Où va le système de santé chinois ?

Que le système de santé, en cours de rénovation, soit devenu une priorité de l’équipe au pouvoir, c’est une évidence, confirmée par la somme des investissements publics consentis et les déclarations répétées du Parti, fixant les échéances de la réforme et le niveau de prise en charge.

Le plan quinquennal en cours d’approbation par l’ANP prévoit une première phase d’investissements publics de 125 Mds de $ d’ici la fin 2011, où 90% des citadins seraient pris en charge. En 2020 plus d’un milliard de Chinois seraient couverts, et leurs frais médicaux remboursés à plus de 70%.
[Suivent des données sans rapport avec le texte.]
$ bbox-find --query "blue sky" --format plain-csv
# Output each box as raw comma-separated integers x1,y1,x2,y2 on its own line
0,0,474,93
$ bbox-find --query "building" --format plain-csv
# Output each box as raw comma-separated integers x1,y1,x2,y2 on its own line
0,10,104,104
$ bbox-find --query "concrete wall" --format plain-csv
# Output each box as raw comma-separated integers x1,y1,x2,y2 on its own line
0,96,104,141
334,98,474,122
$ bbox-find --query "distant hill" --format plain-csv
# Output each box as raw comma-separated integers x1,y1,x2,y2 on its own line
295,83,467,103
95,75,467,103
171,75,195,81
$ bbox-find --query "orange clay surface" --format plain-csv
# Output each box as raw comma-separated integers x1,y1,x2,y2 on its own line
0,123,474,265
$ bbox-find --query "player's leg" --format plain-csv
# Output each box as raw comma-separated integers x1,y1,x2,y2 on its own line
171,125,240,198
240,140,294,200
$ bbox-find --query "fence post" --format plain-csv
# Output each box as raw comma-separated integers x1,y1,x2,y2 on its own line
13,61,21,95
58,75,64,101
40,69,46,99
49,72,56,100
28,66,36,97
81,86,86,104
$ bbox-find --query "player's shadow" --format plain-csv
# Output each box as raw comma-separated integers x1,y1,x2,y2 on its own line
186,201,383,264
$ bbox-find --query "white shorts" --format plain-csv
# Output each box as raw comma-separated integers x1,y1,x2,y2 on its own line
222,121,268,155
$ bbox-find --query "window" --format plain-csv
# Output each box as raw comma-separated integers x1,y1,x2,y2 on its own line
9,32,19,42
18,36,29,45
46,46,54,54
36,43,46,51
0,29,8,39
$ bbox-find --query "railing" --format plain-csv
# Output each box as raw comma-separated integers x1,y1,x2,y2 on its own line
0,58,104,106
Aujourd’hui la plupart des patients doivent encore payer 40% de leurs frais médicaux, tandis que les soins lourds et de longue durée (40 000 euros pour le traitement d’une leucémie par exemple) sont encore hors de portée de la majorité de la population, dont les salaires mensuels dépassent rarement 300 euros. Même une fois mise en place la couverture à 70%, beaucoup de patients atteints de maladies graves devront avoir recours à la solidarité familiale pour se soigner.

Nombre d’experts chinois doutent que les objectifs très ambitieux du 12e Plan seront atteints, essentiellement parce qu’en dépit des efforts de rattrapage récents, l’engagement de l’état reste insuffisant. Le ministre Chen Zhu lui-même s’en plaint et répète que les buts fixés constituent un défi considérable. Une manière de dire qu’il n’a pas les moyens de sa mission. Il est un fait que la part du PNB que la Chine consacre à la santé est entre 2 et 3 fois inférieure à celle des pays de l’OCDE.

La situation est donc marquée à la fois par l’urgence sociale et politique d’améliorer la couverture médicale des Chinois et le handicap de ressources financières trop chichement allouées. D’autant que ces dernières doivent aussi pourvoir aux salaires des médecins et assurer le fonctionnement d’hôpitaux publics de plus en plus chers, alors que le contrôle des prescriptions, décidé récemment par le ministre, privera les praticiens des moyens d’arrondir leurs fins de mois.

Tel est le fond de tableau compliqué des actuelles réflexions des planificateurs chinois, articulées autour de deux directions majeures. Il est prévu d’une part d’ouvrir le système de santé aux investissements privés, y compris étrangers, et d’autre part de transférer aux provinces une partie du fardeau de l’assurance maladie, que l’état central hésite à prendre totalement à sa charge.

Entre service public et médecine privée

Ces nouvelles orientations décidées pour palier l’insuffisance chronique de ressources financières, inquiètent une partie des responsables politiques qui craignent une dérive affairiste du système, au détriment des patients.

Les pouvoirs locaux, en collusion avec les investisseurs, pourraient en effet tirer profit des opportunités d’enrichissement offertes par cette réforme très gourmande en capitaux, dans un contexte où les financements privés de l’assurance maladie pointent à nouveau leur nez, tandis que Pékin ne pourra pas faire autrement que d’abonder les budgets santé, forcément déficitaires des provinces.

Alors que le ministre s’ingénie à limiter les dépenses à la base - consultations, prescriptions, prises en charge - le nouveau schéma de développement décentralisé de l’assurance maladie pourrait créer une multitude de canaux de détournement de fonds publics et privés, d’autant moins contrôlables qu’ils seront mis en place à l’échelon local, où la culture de la confusion entre l’argent public et privé est un fléau que Pékin n’a jamais réussi à éradiquer.

Déjà, dans l’administration des provinces et des districts, nombre de réflexes opportunistes lorgnent, en connivence avec des hommes d’affaires, le vaste programme d’équipement des hôpitaux de districts à construire au rythme de 1000 par an, doté de 4 Mds d’euros, mais pour lequel le gouvernement a également autorisé l’intervention de fonds privés. (Voir à ce sujet notre article).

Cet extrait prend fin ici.